Każdy z nas chciałby być szczęśliwy, ale nie wielu wie, czym jest szczęście. Ludzie często czerpią radość z posiadania pieniędzy, dóbr materialnych, czy sławy, są wśród jednak nas tacy, dla których najważniejszy jest drugi człowiek i to, że mogą dzielić się tym, co mają z innymi. Uważam zatem, że pomoc bliźnim może być źródłem szczęścia i udowodnię moją tezę w poniższej pracy.
Zacznę od argumentu z literatury. Ebenezer Scrooge, główny bohater "Opowieści wigilijnej" Dickensa, po spotkaniu z duchami stał się altruista. Na Święta Bożego Narodzenia podarował rodzinie Boba Cretchita indyka, a później podwyższył pensję swojemu pracownikowi. Bohater postanowił również pomóc w leczeniu chorego Tima oraz przekazał część swoich pieniędzy na przytułki dla bezdomnych. Pomaganie innym uczyniło z niego szczęśliwego człowieka, który zaczął się uśmiechać i rozmawiać z ludźmi oraz polubił święta Bożego Narodzenia.
Moim kolejnym argumentem jest inicjatywa Jurka Owsiaka- Wielka Orkiestra Świątecznej Pomocy. Podczas akcji wolontariusze zbierają pieniądze przeznaczone na zakup specjalistycznego sprzętu na szpitali. Ludzie wrzucają datki do puszek, z którymi najczęściej chodzi młodzież. Jeszcze nigdy nie widziałam, aby stojący na mrozie wolontariusze byli smutni lub rozczarowani. Wręcz przeciwnie, zawsze z uśmiechem na twarzy pełnią swoje zadanie. Cieszą się, że dzięki nim ludzie mogą pomagać innym.
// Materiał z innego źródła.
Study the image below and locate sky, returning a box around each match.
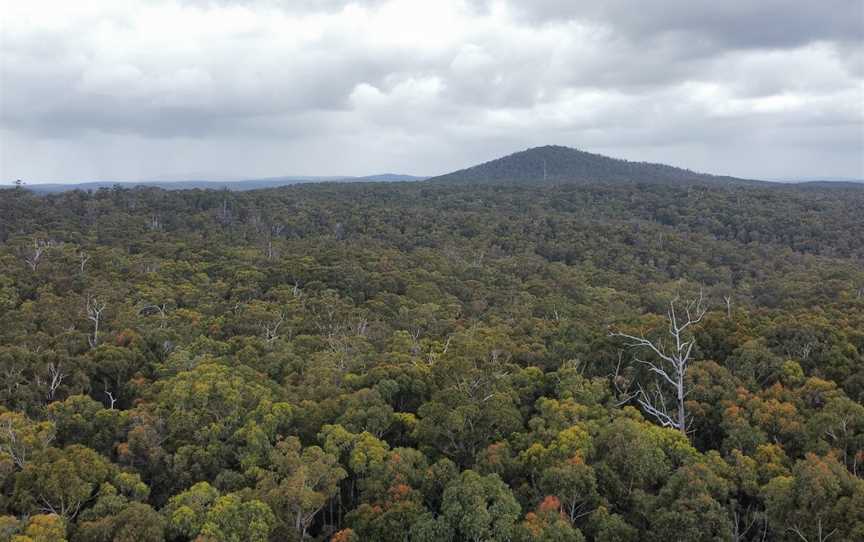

Trzecim argumentem uzasadniającym słuszność postawionej tezy jest postawa Matki Teresy z Kalkuty. Przez ponad 45 lat służyła ubogim, chorym, sierotom i umierającym w Indiach. Założyła zgromadzenie Misjonarek Miłości, które na całym świecie pomaga potrzebującym. W jej życiu gościło ubóstwo, ale zawsze była radosna. Niesienie pomocy dawało jej szczęście i satysfakcję.
Argumenty, które postawiłam, potwierdzają słuszność postawionej przeze mnie tezy. Z całą pewności a pomoc bliźnim może być źródłem szczęścia. Dobrze, że żyją wśród nas osoby, które bezinteresownie chcą pomagać innym. To właśnie oni są szczęśliwymi ludźmi.